Hayatı anlamlandırmanın yollarını arayalım, geçliğe sahip çıkalım, umut olalım! Devlet milletine, gencine sahip çıkacak temel eğitimi, milli ve manevi temelleri vererek sağlam iradeli genlerin yetişmesine katkı koymalıdır. Devlet otorite ve idaresi kendisini hissettirmeli, polisiye tedbirlerden ziyade caydırıcı hukuku tedbirlerle, eğitici yayın ve programlara ağırlık verilmelidir.

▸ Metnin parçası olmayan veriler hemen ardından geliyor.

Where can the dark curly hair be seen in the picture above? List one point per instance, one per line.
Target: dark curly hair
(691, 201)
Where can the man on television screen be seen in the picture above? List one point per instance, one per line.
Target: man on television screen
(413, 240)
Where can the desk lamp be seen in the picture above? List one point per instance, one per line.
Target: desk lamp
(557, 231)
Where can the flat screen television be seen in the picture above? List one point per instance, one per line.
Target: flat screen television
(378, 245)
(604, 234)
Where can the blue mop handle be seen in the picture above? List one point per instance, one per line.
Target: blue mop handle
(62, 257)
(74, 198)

Ruhsal çöküntülerin, intiharların önlenmesi için; değerler eğitimi ve aile bağlarının güçlendirilmesi yanında çocuklara ahlaki değerlerin verilmesi gerekmektedir.
YORUMLAR
Güzeldi yazı.
Dikkatlice okunalı,
mesajları iyi almalı.
Biz alıyoruz, en azından almaya çalışıyoruz ama,
bu sayfalarda,
bu türlü yazılara iyi gözle bakmayacak bir çok insan var.
yahya demeli
Bir kişinin bir köyü birbirine katabileceğini bildiğimizden harketle,
600 Kanallı televizyon ağında; kimin kime ne söyleyip iknâ ettiğini;
yetmedi, bilgisayar ortamında bunca başıboşluğun cirit attığını da eklersek,
şuur bulanıklığının normal olması yadırganmamalı!...

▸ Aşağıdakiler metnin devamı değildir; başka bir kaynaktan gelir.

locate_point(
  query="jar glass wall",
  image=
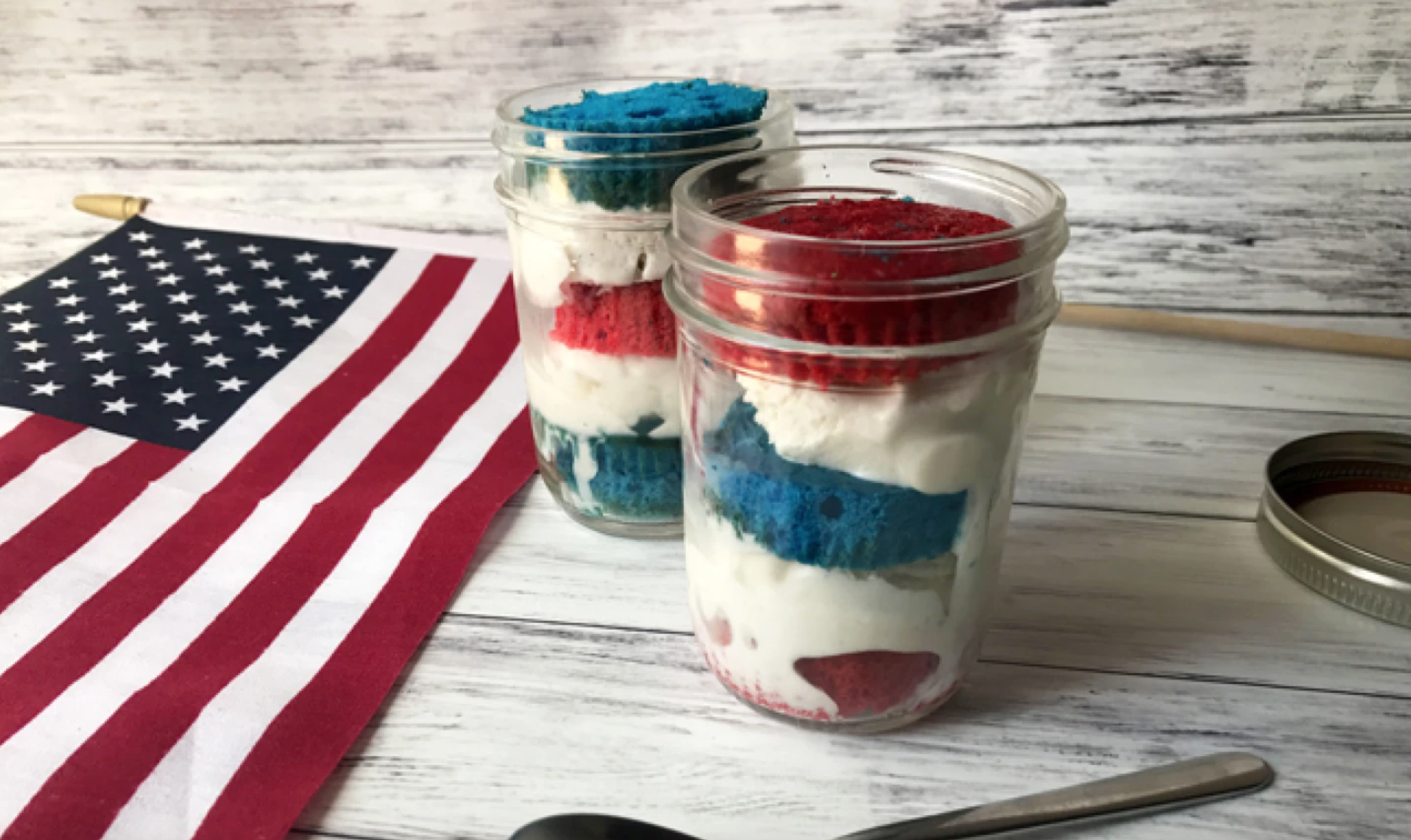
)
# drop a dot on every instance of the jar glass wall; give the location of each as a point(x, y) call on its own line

Baraj kapaklarını açmasını bilemeyen yöneticilerle(5 ölü) mücehhez memleket bilirkişileri ile
bildğimizin bin katı fazlası olay olduğu ve sele kapılmış gençliğin,
yalıya kadar sürecek yolculuğuna şaşmamak gerekir...
Hürmetle Selâm ederim; Yahya Demeli Ustam... eline sağlık.
kadiryeter Kadir Yeter. 25.8.2014 Kavakmeydan Mahallesi.